Para que veamos el alcance que tiene esta medida en la seguridad infantil, incorporo el apartado 2 del vigente Reglamento, el cual determina las personas que pueden circular sin cinturón u otros sistemas de retención:
2. La exención alcanzará igualmente cuando circulen en poblado, pero en ningún caso cuando lo hagan por autopistas, autovías o carreteras convencionales, a:
a)     Los conductores de taxis cuando estén de servicio. Asimismo, cuando circulen en tráfico urbano o áreas urbanas de grandes ciudades, podrán transportar a personas cuya estatura no alcance los 135 centímetros sin utilizar un dispositivo de retención homologado adaptado a su talla y a su peso, siempre que ocupen un asiento trasero. 
b)      Los distribuidores de mercancías, cuando realicen sucesivas operaciones de carga y descarga de mercancías en lugares situados a corta distancia unos de otros.
c)       Los conductores y pasajeros de los vehículos en servicios de urgencia.
d)     Las personas que acompañen a un alumno o aprendiz durante el aprendizaje de la conducción o las pruebas de aptitud y estén a cargo de los mandos adicionales del automóvil, responsabilizándose de la seguridad de la circulación.
Por tanto, y centrándome en la seguridad infantil, podemos apreciar en la letra a), como desaparece la actual exención que permite transportar en los taxis a personas cuya estatura no alcance los 135 centímetros sin utilizar SRI, por lo que nos encontramos en una situación similar a la indicada anteriormente.
 

Artículo 48. Velocidades máximas en vías interurbanas.

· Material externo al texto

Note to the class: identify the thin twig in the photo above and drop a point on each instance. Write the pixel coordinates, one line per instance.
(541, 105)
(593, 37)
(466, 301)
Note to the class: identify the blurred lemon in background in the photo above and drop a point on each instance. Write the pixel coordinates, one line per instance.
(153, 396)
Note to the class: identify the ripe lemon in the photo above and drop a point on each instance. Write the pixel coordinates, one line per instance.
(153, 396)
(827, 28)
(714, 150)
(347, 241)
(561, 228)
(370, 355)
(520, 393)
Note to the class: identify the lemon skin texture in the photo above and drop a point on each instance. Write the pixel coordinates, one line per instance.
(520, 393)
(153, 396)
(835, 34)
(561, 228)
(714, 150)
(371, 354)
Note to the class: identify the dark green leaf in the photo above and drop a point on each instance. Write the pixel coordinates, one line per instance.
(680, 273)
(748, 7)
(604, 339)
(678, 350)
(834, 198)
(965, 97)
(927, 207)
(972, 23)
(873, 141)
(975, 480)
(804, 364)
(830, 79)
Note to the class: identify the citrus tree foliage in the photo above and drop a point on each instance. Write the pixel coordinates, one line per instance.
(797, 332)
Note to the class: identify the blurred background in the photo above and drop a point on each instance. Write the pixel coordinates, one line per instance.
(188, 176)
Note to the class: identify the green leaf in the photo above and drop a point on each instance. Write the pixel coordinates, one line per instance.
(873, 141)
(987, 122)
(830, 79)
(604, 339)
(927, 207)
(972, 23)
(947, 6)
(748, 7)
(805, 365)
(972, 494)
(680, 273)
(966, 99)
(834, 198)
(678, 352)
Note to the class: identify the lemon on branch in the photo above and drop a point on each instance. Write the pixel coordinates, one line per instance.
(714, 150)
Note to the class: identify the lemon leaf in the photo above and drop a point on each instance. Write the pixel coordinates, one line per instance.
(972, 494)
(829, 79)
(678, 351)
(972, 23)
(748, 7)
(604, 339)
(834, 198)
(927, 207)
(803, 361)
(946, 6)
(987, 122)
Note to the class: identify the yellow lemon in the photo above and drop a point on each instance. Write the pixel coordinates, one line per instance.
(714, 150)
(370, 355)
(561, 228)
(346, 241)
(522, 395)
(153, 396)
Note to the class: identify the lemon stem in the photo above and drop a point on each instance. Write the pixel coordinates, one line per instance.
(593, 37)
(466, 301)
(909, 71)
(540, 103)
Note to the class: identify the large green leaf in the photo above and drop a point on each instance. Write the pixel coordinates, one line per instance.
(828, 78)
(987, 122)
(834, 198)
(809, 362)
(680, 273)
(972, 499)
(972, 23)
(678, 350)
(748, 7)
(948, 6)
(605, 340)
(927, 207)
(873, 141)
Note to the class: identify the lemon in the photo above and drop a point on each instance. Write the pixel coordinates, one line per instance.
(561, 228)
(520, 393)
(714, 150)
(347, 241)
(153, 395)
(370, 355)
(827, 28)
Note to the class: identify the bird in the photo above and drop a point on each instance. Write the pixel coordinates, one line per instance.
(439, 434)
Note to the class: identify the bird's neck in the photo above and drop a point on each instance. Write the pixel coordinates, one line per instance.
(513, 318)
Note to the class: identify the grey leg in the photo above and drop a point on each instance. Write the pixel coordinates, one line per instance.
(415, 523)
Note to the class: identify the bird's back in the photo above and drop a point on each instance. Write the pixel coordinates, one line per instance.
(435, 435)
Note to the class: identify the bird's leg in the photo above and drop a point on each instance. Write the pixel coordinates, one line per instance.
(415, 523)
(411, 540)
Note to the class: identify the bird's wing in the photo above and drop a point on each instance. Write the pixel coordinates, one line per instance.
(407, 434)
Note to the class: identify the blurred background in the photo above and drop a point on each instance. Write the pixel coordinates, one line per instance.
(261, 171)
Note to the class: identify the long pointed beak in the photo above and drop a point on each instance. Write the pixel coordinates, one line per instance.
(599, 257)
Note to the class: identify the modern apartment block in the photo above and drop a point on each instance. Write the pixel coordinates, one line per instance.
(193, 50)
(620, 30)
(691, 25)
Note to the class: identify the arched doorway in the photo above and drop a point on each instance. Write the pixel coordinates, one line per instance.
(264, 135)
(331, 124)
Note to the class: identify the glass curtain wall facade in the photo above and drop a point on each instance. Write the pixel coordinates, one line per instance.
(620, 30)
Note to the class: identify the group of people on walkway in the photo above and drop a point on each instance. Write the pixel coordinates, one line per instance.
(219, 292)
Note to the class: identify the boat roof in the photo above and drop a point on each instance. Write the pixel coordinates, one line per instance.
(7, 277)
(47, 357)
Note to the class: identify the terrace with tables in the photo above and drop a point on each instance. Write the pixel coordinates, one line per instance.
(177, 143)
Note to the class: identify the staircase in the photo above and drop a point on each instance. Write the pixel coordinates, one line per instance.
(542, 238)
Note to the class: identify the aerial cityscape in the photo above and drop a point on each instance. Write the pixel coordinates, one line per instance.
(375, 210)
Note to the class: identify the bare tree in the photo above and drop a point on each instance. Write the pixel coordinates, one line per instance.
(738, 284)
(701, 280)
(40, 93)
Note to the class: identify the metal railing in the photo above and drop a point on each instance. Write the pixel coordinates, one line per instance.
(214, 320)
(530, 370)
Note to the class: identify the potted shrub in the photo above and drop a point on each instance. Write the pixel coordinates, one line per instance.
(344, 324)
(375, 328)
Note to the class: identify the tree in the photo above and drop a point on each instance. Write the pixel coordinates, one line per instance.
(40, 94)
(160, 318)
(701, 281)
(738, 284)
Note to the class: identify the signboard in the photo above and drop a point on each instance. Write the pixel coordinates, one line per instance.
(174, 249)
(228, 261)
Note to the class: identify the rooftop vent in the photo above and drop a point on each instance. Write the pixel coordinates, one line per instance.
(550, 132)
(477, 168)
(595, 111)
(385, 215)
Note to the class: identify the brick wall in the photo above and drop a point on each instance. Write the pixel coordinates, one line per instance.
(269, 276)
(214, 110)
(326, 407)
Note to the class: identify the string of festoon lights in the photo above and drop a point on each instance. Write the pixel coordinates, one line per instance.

En este artículo encontramos una reducción muy significativa de las velocidades máximas de las carreteras convencionales. No obstante, sólo mostraré las correspondientes a los vehículos en los que suelen viajar los menores.


Como se puede apreciar, se produce una importante reducción de velocidad en las carreteras convencionales, con el fin de reducir su siniestralidad (el 70% de las víctimas se producen en estas carreteras). 
Por otro lado, se incorpora en el apartado correspondiente a los autobuses que pueden llevar pasajeros de pie, aquellos que no lleven instalados cinturones de seguridad, algo que tiene una especial repercusión en las velocidades de los autobuses que realizan transporte escolar, ya que según la DGT, el 70% de los vehículos que actualmente se dedican a esta actividad, carecen de dicho dispositivo.

Para terminar, no quiero dejar pasar la ocasión para recordar que, de los objetivos que figuran en la Estrategia española de seguridad vial 2011-2020, directamente relacionados con la protección de los niños, el único que no se ha abordado, y parece que no se piensa abordar, es el de impulsar la seguridad vial en el curriculum escolar. Recientemente se ha aprobado otra Ley de Educación, la Ley Orgánica para la Mejora de la Calidad Educativa (LOMCE), y ni siquiera la mencionan. Empiezo a pensar que los primeros que necesitan Educación Vial son nuestros políticos; no concibo como pueden permanecer impasibles ante la tragedia de la siniestralidad vial y ser los ciudadanos los que con iniciativas privadas realicen esta labor de concienciación social.
Menos mal que los que deciden sacarse el carnet pasan por la autoescuela y se forman convenientemente. ¡Ah no, que ahora tampoco es necesario pasar por la autoescuela!, que hacen los test por internet y se examinan por libre. Mal pronóstico para la siniestralidad vial en el momento que salgamos de la crisis, más tráfico, más accidentes. Por lo demás, no habrá cambiado nada, bueno sí, el estado de los vehículos y de las carreteras, pero nosotros, responsables de casi el 90% de los accidentes, nada de nada.